2. Transport Abstraction

The mcp.run() command creates a blocking listener on sys.stdin. It parses incoming lines as JSON-RPC messages. When a request matches a registered tool, it delegates execution to your Python function, captures the return value, serializes it back to JSON, and writes it to sys.stdout.

3. Context Management

Notice we didn't have to handle the connection lifecycle. FastMCP handles the initialize handshake automatically, advertising the "OrderManager" name and the tools we defined during the setup phase.

Common Pitfalls and Edge Cases

When taking an MCP server to production, generic "hello world" advice fails. Watch out for these specific issues:

1. The Print Statement Trap

Issue: If you leave a print("Debug: query executed") statement in your code, that text goes to stdoutResult: The MCP client (Claude) expects valid JSON. It receives "Debug: query executed", fails to parse it, and disconnects the server immediately. Solution: Always print to sys.stderr for debugging. FastMCP logs usually route to stderr automatically, which MCP clients capture as logs rather than protocol messages.

import sys

# Do this
print("DEBUG: Checking database connection...", file=sys.stderr)

# NEVER do this
# print("Checking database connection...") 

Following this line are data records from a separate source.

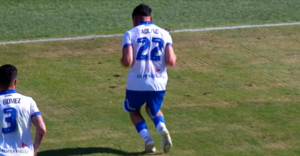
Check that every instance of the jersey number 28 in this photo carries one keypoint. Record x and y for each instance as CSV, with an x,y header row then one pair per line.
x,y
146,44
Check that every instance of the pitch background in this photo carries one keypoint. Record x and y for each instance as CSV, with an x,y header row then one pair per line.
x,y
233,92
39,19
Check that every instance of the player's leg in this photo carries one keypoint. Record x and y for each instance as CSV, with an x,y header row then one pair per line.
x,y
154,103
133,103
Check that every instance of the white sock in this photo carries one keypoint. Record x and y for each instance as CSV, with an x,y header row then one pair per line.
x,y
160,126
144,133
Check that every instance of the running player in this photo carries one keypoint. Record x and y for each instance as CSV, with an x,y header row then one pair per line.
x,y
147,49
16,114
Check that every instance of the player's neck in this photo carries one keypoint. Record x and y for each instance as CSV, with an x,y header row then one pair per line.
x,y
9,88
143,19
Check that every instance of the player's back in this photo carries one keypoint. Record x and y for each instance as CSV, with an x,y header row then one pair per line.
x,y
16,113
149,70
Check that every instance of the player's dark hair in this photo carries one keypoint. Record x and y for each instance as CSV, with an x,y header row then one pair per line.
x,y
142,10
8,73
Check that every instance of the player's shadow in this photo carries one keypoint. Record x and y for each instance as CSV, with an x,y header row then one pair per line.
x,y
86,151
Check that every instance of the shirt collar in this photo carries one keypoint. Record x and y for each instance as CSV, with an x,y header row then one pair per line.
x,y
8,91
145,22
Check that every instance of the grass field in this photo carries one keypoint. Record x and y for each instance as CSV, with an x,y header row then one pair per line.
x,y
232,92
56,18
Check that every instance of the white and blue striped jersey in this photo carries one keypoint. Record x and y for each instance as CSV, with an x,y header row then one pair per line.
x,y
16,111
149,70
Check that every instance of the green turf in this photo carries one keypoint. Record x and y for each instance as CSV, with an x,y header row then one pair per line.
x,y
233,92
60,18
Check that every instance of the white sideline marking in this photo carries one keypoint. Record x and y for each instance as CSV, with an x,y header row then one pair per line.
x,y
172,31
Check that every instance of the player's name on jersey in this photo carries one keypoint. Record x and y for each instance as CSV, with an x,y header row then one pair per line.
x,y
150,76
11,101
14,151
148,31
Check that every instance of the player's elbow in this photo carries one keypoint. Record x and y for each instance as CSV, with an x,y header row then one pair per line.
x,y
127,63
171,61
41,130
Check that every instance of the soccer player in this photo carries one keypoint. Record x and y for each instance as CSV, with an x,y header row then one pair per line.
x,y
147,49
16,114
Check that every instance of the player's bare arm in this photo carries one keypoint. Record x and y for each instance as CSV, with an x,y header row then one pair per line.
x,y
127,57
40,132
170,56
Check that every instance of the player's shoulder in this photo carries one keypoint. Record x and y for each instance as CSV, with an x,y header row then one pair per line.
x,y
24,97
162,30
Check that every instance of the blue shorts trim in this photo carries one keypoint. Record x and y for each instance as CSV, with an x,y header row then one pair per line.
x,y
35,114
136,99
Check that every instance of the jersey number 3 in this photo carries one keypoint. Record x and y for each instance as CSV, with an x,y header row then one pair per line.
x,y
11,119
153,52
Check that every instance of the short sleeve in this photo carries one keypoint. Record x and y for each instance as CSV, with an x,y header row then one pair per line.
x,y
126,41
34,110
169,39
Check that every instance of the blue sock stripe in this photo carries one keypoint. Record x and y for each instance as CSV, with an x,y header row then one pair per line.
x,y
140,126
158,119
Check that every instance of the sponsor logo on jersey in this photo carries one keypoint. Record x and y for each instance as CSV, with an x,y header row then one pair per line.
x,y
11,101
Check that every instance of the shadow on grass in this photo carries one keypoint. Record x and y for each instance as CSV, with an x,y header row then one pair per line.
x,y
86,151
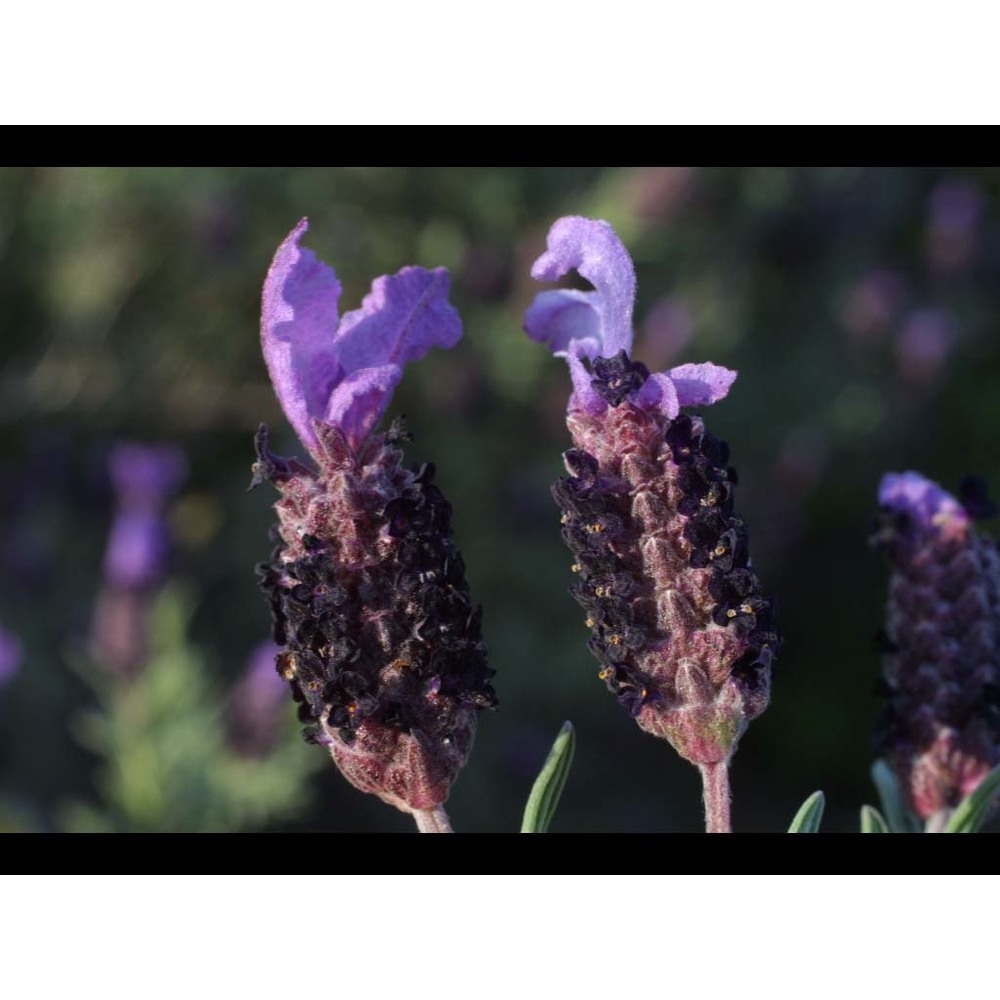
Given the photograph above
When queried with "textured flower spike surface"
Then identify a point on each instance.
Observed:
(940, 730)
(383, 649)
(678, 622)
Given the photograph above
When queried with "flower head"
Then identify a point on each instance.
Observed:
(678, 623)
(941, 727)
(383, 648)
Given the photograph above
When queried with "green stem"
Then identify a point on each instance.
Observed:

2. Security and SQL Injection

Giving an AI agent access to a database is risky if done poorly. Anti-Pattern: Creating a tool that accepts raw SQL (def run_query(sql: str)). This allows the LLM (or a prompt injection attack) to DROP TABLE ordersBest Practice: Only expose semantic tools (get_ordercancel_order) with parameterized queries, as shown in the code above (WHERE order_id = ?). This confines the agent to specific, safe actions.

3. Concurrency Blocking

The default implementation interacts with SQLite, which is synchronous. If you have a long-running query, it blocks the main thread. For heavy operations (like complex vector search or external API calls), define your tools as async:

import asyncio

@mcp.tool()
async def fetch_external_data(query: str) -> str:
    # This yields the event loop, allowing other requests to process
    await asyncio.sleep(1) 
    return "Data fetched"

Conclusion

The ability to connect LLMs to local context is what separates a generic chatbot from a powerful engineering assistant. By using FastMCP, you eliminate the overhead of the JSON-RPC protocol and focus entirely on the business logic of your tools.

You now have a working framework. The next step is to expand your server: add tools for creating new orders, updating statuses, or even integrating a vector database for semantic search over order notes. The interface remains the same—just write a Python function, add the decorator, and let the AI handle the rest.